If a parent fails the credit check, there is good news. The student will automatically be able to borrow an additional $ 4,000 in direct loans.
But some parents with good credit might find a lower interest rate from a private lender.
What to look for in private student loans
Private student loans come from a variety of lenders including major banks, credit unions, a handful of states, and lenders who work specifically with students and their parents to pay for college education like Sallie Mae, CommonBond, and College Ave Student.
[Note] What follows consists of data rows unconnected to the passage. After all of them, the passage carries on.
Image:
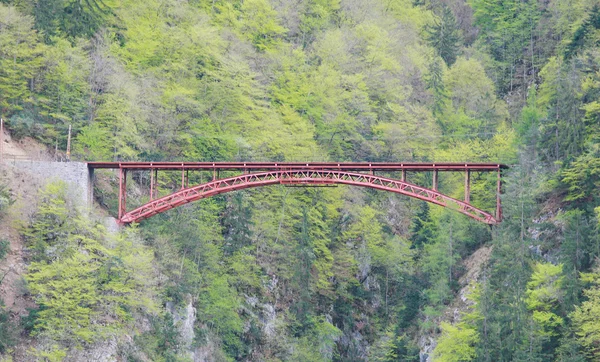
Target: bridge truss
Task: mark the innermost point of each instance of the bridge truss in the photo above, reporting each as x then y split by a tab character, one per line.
254	174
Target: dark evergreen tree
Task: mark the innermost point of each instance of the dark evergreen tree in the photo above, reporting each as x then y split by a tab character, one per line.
444	35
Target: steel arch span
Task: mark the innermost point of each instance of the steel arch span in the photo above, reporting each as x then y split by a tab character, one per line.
303	177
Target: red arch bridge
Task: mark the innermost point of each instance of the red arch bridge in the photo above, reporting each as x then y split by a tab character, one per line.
255	174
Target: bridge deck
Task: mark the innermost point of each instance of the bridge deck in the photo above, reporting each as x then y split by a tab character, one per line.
276	166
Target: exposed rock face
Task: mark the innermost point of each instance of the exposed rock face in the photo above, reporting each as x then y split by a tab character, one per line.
474	265
184	319
76	175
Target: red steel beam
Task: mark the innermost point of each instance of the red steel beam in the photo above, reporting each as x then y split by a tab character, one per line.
275	166
299	177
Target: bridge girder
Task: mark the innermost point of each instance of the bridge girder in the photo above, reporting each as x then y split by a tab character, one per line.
303	176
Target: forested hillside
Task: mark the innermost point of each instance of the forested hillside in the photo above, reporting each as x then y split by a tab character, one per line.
309	274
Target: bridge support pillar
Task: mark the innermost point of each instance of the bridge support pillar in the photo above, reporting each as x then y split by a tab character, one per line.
122	192
498	191
467	186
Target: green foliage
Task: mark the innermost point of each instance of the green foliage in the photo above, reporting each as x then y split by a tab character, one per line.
82	278
543	294
7	330
20	59
314	274
4	248
585	317
444	35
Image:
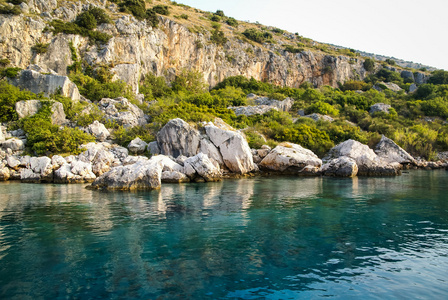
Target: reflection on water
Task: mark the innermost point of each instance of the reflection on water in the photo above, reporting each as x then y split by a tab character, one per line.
275	238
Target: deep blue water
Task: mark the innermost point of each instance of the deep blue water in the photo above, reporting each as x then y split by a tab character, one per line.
262	238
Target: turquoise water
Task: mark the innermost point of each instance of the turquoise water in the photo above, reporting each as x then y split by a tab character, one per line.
277	238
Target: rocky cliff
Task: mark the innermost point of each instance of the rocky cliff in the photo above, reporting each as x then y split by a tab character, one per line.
136	49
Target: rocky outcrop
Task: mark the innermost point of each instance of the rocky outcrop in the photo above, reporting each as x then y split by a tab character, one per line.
369	164
143	175
340	167
390	152
233	147
31	107
48	84
98	130
203	167
316	117
137	146
290	158
137	49
177	138
122	112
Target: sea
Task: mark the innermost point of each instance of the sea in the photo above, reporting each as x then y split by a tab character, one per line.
255	238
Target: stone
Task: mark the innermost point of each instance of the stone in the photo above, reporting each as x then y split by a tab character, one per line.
122	112
137	146
153	148
289	158
13	162
412	88
233	147
316	117
48	84
143	175
340	167
174	177
390	152
369	164
177	137
99	131
31	107
204	167
5	173
14	144
380	107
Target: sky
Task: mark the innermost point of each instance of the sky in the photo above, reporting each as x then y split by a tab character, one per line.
413	30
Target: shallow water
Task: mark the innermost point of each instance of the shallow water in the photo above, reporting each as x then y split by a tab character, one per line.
262	238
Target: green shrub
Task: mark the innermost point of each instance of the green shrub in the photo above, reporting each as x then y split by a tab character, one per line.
232	22
321	107
9	95
218	37
86	20
6	10
162	10
258	36
40	48
369	64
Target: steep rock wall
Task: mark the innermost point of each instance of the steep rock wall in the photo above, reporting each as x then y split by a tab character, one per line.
137	49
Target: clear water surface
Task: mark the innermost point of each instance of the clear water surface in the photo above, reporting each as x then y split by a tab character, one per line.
261	238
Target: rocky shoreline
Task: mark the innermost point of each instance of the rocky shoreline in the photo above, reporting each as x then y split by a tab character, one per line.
200	153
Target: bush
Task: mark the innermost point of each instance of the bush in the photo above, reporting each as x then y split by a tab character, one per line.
321	107
258	36
162	10
369	64
9	95
232	22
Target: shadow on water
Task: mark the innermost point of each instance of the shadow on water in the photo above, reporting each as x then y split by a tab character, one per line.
246	239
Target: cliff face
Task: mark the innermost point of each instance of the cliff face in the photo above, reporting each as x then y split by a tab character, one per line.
137	49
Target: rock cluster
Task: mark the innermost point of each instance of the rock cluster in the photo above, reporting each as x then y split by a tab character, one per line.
205	152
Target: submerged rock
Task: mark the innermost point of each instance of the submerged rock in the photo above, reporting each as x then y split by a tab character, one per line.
143	175
290	158
369	164
341	167
390	152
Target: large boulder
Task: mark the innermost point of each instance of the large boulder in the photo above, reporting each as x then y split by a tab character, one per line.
137	146
340	167
233	147
390	152
98	130
143	175
369	164
177	138
14	144
122	112
204	167
290	158
31	107
48	84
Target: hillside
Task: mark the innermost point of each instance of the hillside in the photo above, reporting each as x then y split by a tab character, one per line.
174	61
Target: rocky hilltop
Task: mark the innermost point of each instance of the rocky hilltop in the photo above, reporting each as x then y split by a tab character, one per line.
136	48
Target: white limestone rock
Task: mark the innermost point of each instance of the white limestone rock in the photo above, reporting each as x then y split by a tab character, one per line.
204	167
288	157
141	175
31	107
369	164
137	146
233	147
390	152
177	137
99	131
340	167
Loans.
Conditions and prices can vary considerably. Some lend to parents and others to students, who will likely need a co-signing parent.
Related: Why Your Financial Aid Is Smaller Than You Expected
“Parents should be looking for more than the interest rate when it comes to private loans,” Chany said.
And borrowers are rarely entitled to the lowest rate advertised by a lender, he said.
Ask these questions before borrowing a private loan:
1. What is the interest rate and is it fixed or variable?
2. Are there any other fees? (PLUS loans have a 4.3% origination fee.)
3. When should you start repaying the loan?
4. Are flexible repayment plans available if you are experiencing financial difficulties?
5. Is the loan canceled in the event of death or disability?
Money from a private lender could take longer than the federal program. If you’re running out of time, be sure to call the college financial aid office two weeks in advance to make sure everything is in order. The school could prevent a student from signing up for classes or moving into the dormitory if the money isn’t there yet, Chany said.